On Sixty Minutes last week, Bob Woodward (you remember, the guy who with buddy Carl Bernstein broke the Watergate story and inspired a generation of journalists) said the US military had a secret weapon that was akin to the tank or the airplane in the evolution of warfare.
In an interview with Scott Pelley, Woodward said he knew the secret but couldn't reveal it. The surge in Iraq had worked, Woodward said, not because of the increase in troops but because of a new technology that allows the military to locate and kill individual insurgents. He compared this "sophisticated and lethal special operations program" to the Manhattan Project, which developed the atomic bomb.
Terrific. What kind of fresh Orwellian hell is this? We know how much safer the atomic bomb the world. And of course we'll only use this wonderful new weapon against the bad guys, right? And nobody else will ever get it, right?

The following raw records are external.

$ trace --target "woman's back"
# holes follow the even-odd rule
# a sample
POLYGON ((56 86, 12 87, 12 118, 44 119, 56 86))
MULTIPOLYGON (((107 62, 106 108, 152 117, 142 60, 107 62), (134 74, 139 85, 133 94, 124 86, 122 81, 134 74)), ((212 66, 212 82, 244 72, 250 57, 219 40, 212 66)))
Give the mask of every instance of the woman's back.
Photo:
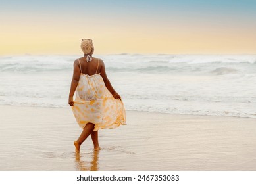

It is unsettling that a journalistic icon would withhold information. He said he was doing it out of a desire to protect lives, that to reveal the information would "get people killed." Okay, maybe. But if so, then probably best not to mention it at all. Unfortunately, it sounds more like he's been drinking the DOD's Kool Aid. I cannot imagine any program, short of the old (and discredited) Star Gate psychic intelligence, which would so dramatically change the face of warfare.